Selon un communiqué de presse de Gazprom, les parties se sont engagées à une coopération massive et à long terme à la suite de la conclusion d’un accord, le 27 mars, sur les conditions de vente de gaz azéri à la Russie.
Les premières livraisons sont attendues en janvier 2010, rendu à la frontière, selon les termes du mémorandum d’accord.
Pavel K. Baev, chercheur de haut niveau à l’Oslo International Peace Research Institute, a laissé entendre que le projet pourrait rendre Nabucco hors sujet, dans la mesure où l’Azerbaïdjan est considéré comme le fournisseur principal de Nabucco.
Derrière cet accord, il y a un projet de gazoduc, qui pourrait, à l’instar de Nabucco, être nommé d’après un opéra, par exemple « Prince Igor », d’Alexandre Borodine, a déclaré M. Baev. Le gazoduc transporterait du gaz russe et azéri vers l’Europe du Sud-Est, via le projet de gazoduc South Stream et sous la mer Noire, de Novorossiisk à Varna, en Bulgarie.
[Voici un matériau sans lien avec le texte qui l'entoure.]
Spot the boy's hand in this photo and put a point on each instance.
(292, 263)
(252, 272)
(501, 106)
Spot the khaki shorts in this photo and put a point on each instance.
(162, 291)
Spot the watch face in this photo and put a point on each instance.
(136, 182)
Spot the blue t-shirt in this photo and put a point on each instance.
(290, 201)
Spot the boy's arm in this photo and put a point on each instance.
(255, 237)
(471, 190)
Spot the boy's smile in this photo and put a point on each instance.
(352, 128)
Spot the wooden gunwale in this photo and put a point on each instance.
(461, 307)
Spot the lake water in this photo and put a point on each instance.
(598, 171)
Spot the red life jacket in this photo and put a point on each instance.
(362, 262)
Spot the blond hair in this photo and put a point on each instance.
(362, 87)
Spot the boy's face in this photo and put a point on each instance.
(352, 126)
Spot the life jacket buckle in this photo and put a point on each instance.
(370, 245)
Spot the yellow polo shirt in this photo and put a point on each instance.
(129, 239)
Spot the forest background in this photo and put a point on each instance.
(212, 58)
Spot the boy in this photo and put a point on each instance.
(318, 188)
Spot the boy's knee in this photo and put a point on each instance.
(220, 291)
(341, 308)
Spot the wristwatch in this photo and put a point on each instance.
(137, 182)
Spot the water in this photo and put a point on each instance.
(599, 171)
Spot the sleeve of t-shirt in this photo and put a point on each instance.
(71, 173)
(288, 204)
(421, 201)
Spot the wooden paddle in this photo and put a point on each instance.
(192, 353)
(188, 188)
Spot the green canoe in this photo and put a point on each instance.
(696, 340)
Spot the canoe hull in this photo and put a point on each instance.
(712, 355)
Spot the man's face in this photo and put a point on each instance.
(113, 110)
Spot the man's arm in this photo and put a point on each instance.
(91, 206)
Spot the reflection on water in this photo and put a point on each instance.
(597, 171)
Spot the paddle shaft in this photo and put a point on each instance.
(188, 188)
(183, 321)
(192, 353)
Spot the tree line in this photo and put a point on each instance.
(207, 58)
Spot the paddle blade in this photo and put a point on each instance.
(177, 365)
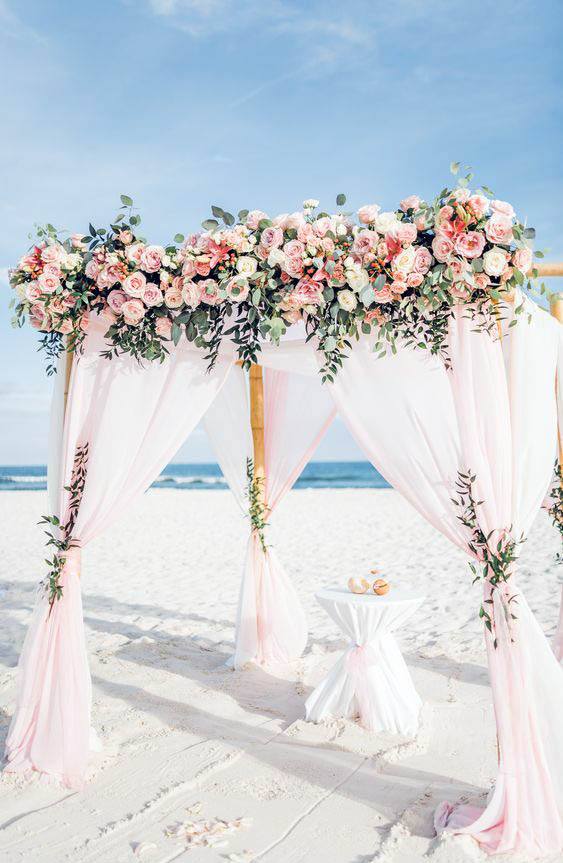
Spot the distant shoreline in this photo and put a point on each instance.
(207, 475)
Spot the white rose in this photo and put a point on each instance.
(246, 266)
(386, 223)
(347, 300)
(494, 262)
(72, 260)
(404, 262)
(357, 278)
(276, 258)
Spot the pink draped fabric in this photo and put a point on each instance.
(496, 415)
(134, 418)
(271, 625)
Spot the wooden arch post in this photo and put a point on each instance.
(256, 385)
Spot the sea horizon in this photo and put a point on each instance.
(207, 475)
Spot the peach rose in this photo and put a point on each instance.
(163, 327)
(49, 284)
(499, 229)
(133, 312)
(173, 298)
(115, 300)
(152, 296)
(151, 258)
(135, 284)
(210, 292)
(442, 247)
(522, 259)
(470, 245)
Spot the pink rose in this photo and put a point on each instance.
(294, 249)
(499, 229)
(293, 267)
(503, 207)
(478, 205)
(210, 292)
(442, 247)
(522, 259)
(48, 284)
(470, 245)
(422, 260)
(322, 226)
(364, 243)
(406, 233)
(53, 254)
(271, 238)
(163, 327)
(151, 258)
(52, 270)
(133, 312)
(33, 292)
(414, 280)
(135, 284)
(191, 293)
(410, 203)
(238, 289)
(92, 269)
(368, 214)
(305, 233)
(152, 296)
(173, 298)
(459, 269)
(135, 252)
(254, 218)
(115, 300)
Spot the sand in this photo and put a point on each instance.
(185, 739)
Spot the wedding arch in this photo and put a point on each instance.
(448, 376)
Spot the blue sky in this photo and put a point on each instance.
(250, 103)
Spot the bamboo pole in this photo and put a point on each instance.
(68, 372)
(256, 381)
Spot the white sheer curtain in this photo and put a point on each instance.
(420, 425)
(271, 625)
(133, 419)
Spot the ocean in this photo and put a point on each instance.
(317, 474)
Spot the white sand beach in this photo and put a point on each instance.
(179, 729)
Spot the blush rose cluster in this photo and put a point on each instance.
(398, 273)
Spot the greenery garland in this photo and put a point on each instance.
(398, 274)
(496, 560)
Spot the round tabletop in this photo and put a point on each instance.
(343, 594)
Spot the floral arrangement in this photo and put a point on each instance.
(496, 553)
(398, 273)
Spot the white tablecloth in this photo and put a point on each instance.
(371, 679)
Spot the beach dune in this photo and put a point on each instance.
(186, 739)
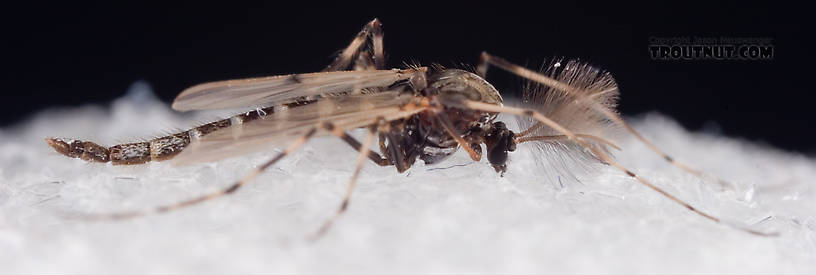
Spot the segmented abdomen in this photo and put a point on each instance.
(158, 149)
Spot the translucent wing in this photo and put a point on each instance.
(559, 155)
(281, 127)
(273, 90)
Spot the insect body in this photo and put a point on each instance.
(416, 113)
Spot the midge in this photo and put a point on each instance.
(424, 113)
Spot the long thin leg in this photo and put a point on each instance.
(361, 156)
(373, 156)
(372, 29)
(474, 105)
(487, 59)
(223, 192)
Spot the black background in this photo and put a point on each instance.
(74, 54)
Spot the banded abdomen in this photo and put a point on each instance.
(157, 149)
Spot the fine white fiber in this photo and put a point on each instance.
(457, 217)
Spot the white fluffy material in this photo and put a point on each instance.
(461, 220)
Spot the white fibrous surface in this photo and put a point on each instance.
(457, 217)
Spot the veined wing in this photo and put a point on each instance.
(281, 127)
(274, 90)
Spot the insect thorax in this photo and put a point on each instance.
(432, 142)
Agata Loskot-Stratocha, analyste politique spécialisée dans le domaine de l’énergie à Varsovie, a déclaré à EurActiv que les ventes de gaz azéri vers ou à la Russie diminueraient le volume disponible pour d’autres gazoducs, tels que Nabucco, ainsi que la motivation à s’y investir.
Elle a rappelé que le mémorandum du 27 mars n’est qu’un élément d’un processus qui a commencé quelques mois plus tôt. Mais bien que Bakou ait d’abord semblé hésitant, la situation a désormais changé, a-t-elle expliqué.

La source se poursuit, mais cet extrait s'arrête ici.